For decades, a man by the name of Bernd Schröder took care of all of those things. He was the face of the club until his departure in 2016. The person that took over from Schröder, Matthias Rudolph, did so on a part-time basis for the following four years.

"When you work part-time at a school and part-time for a club, something is bound to be left undone somewhere. And for us, that was the entire area of youth development," Kutzmutz said looking back on those years.

Prior to that, the youth development program had been the main source of talent for the women's team.

Broad spectrum of support 

Kemme has gathered a support team of eight people for her candidacy, including representatives from business and politics, a media specialist, two members of the current Turbine board, as well as Rudolph. With his experience as a coach and teacher, his task would be to reinvigorate the Potsdam women's team's work with the sports school and the Brandenburg state FA. 

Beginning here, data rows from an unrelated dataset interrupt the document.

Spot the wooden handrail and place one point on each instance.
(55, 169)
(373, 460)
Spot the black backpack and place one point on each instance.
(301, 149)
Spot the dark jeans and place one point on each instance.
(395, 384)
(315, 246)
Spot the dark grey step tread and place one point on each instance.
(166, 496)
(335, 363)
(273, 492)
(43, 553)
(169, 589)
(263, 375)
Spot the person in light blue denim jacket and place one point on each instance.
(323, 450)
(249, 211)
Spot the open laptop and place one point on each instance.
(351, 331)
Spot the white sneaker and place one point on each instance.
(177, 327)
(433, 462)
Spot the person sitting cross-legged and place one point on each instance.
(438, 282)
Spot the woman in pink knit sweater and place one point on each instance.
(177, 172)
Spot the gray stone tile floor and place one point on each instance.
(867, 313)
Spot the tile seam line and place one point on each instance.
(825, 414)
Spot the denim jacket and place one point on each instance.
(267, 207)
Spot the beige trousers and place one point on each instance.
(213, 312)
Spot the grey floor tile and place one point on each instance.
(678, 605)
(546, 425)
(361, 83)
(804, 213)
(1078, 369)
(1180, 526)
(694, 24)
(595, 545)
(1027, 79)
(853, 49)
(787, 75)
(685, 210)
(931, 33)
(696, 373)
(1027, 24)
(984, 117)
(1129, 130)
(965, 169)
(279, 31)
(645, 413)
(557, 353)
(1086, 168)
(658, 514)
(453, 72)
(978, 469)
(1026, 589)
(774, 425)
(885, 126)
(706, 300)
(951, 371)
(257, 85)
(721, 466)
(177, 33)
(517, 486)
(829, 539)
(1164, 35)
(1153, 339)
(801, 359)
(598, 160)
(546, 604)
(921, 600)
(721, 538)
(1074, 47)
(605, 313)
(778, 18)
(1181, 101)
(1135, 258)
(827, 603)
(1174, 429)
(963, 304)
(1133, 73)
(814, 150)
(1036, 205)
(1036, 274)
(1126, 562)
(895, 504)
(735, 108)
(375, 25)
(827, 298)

While Kemme is aiming to change a lot as club president, she does not want to manage the day-to-day business of running the club, partly because she simply doesn't have the time. The former player already works 30 hours a week at the Brandenburg Police College. She is also spending three evenings a week working on a correspondence course in football analytics and leadership, which she is slated to complete in October. 

Last spring, Kemme traveled to projects in Ghana for the Common Goal initiative and is one of the founding members of the recently launched Female Football Academy in Berlin. 

Kemme believes that her experience as a player in Potsdam, her time in England and what she is learning in her studies make her the right fit to implement generational change at Turbine. Whether she will get that opportunity or not will be up to the club's members at Turbine's general meeting on Friday.